CHOPPED! (introducing my post-partum haircut!)

This is sort of rite of passage, right?

I scheduled a haircut for this weekend, and in the morning, as I was getting ready, I looked at my insanely long hair, and suddenly realized… I was sick of it.

It was as simple as that: the ends of my hair have been growing for about a decade, nearly untouched. After a terrible crop my freshman year of college, I’ve pretty much let my hair grow with just bare minimal trims twice a year.

But now that I’d grown my hair out to nearly waist-length, I found myself looking in the mirror and it just suddenly looked… wrong.

I don’t know how to say this except this way: it was like finding a Metrocard in my wallet after we’d moved out of Manhattan. I looked in the mirror and my hair looked like a relic from a different life. These days, my hair is almost never curled, straightened, or blown out. Sure, long locks look great when you have time to style them, but most of the time, I don’t. Throw in a heaping dose of inevitable postpartum hair changes (none of them good) and I was just done with my long hair.

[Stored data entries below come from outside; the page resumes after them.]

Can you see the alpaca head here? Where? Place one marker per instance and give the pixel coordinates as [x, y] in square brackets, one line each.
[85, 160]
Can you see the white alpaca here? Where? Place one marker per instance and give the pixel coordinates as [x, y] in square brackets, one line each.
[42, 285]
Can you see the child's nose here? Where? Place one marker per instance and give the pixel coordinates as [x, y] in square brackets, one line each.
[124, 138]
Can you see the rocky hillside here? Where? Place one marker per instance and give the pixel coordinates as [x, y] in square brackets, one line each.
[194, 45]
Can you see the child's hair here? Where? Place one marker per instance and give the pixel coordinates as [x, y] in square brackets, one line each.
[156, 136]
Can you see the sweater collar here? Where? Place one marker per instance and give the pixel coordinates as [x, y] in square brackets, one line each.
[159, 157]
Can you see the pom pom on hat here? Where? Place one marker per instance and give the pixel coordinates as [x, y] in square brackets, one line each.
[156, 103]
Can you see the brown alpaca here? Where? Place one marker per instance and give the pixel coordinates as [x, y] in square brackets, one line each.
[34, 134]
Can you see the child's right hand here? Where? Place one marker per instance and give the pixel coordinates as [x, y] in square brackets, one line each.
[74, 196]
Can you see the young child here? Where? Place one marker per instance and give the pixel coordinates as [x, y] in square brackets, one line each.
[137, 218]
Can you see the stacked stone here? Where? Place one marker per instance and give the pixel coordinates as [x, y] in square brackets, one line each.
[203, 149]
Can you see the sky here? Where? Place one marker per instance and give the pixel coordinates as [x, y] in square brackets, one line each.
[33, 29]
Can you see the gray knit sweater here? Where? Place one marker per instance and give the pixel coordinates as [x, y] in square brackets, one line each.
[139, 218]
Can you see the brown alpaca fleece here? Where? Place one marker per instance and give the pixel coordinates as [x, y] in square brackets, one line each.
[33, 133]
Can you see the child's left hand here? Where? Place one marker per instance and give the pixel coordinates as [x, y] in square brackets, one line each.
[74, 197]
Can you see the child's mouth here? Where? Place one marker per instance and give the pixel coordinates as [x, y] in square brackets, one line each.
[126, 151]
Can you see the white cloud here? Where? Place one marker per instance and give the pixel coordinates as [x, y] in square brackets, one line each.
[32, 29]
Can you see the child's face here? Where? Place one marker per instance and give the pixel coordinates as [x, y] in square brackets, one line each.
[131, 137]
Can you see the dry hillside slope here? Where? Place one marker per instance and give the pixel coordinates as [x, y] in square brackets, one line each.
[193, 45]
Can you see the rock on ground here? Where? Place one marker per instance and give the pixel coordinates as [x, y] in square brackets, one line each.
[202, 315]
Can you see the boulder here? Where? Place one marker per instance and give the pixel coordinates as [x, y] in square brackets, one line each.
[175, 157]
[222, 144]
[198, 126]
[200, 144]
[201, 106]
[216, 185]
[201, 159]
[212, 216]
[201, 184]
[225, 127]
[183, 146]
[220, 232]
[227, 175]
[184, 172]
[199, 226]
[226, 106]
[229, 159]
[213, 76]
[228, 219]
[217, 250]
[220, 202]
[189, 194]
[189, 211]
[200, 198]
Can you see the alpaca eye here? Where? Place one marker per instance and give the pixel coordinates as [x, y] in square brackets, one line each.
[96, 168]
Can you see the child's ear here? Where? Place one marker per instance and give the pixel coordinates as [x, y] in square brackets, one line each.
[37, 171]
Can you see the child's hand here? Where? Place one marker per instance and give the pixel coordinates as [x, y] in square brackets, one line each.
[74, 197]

So I went to my hair appointment and told my stylist to chop of a whopping six inches.

And the result is above! It’s still long, but it’s shorter than my hair has been in years (practically since the beginning of this blog) and I love it.

I wrote last week that one of my 2015 beauty resolutions was to take more risks, and this is me, putting my money where my mouth is. And this feels fresher than my hair has felt in years, easier to style, and just right for where my life is, at this exact moment.

And, hey, great minds think alike! My friend Jordan from Ramshackle Glam went all the way to a bob over the weekend! She looks completely amazing, but more importantly, I have to give you a snippet of her post on the transformation below. I love how she describes the experience of having long hair:

All those long curls were such a security blanket for me — if I felt shy or tired or not like my best self I could sort of fluff them around my face and make my hair be what people saw, not me. And now I don’t have anything to hide behind, so whatever’s on my face — happiness, exhaustion, worry, whatever – is right out there in the open. And I like that.

It feels honest.

If that’s not the best reason I’ve heard to chop off your hair, I don’t know what would be.